Saturday, September 27, 2008

Budget Breakthrough

My husband and I serve with a non-profit organization in the US. Our paychecks come from donations and because we would much rather help people understand how they can know God personally than anything else, finances are usually tight. We've budgeted for years, operating on an envelope system (when the envelope is empty, you can't spend anymore) and paying cash for whatever we buy, including cars, doing without what most Americans consider necessities. It hasn't been too bad; we live very simply and are mostly content with the simplicity.

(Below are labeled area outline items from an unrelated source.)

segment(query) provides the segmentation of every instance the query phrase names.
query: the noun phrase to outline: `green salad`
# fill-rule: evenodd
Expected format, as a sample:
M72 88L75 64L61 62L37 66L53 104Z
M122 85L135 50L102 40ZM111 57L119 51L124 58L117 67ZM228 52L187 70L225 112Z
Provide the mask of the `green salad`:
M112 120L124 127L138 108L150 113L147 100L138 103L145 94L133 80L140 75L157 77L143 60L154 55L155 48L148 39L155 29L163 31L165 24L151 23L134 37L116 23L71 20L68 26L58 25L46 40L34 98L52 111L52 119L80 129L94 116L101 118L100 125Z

I must be honest, I do get frustrated with having to always be so careful with every penny, especially when it doesn't seem to make any difference at all. We've been married for 14 years and on staff with the non-profit organization for most of that time, so finances have been tight for a long time. I've learned lots about being frugal, and how important quality is to successfully practicing a frugal lifestyle. I've learned the value of a dollar; a lesson I did not learn at home or when working as an RN in the hospital. The lessons are good, but it doesn't seem to matter what I've learned, we never get ahead.

This week, though, I've been greatly encouraged with the benefits of our budgeting. We're buying a house! It is a fixer-upper that lacks all major appliances except a vintage 1951 stove. The carpets are going to be ripped out as soon as we get keys. So, I went shopping (not a favorite past time) to find a refridgerator, a dishwasher and new flooring. At the end of the day, I'd spent more money than I usually spend in three months but scored fantastic deals that will bless our family every time we use them and will add value to the home when we get ready to sell. Knowing that our previous frugality made it possible to make those purchases helped me see; being careful WAS paying off! We're getting ready to move into a house that we'd never be able to buy if we hadn't budgeted for so long. It is exciting, and as I walk through the door, I'll be reminded of the value of budgeting.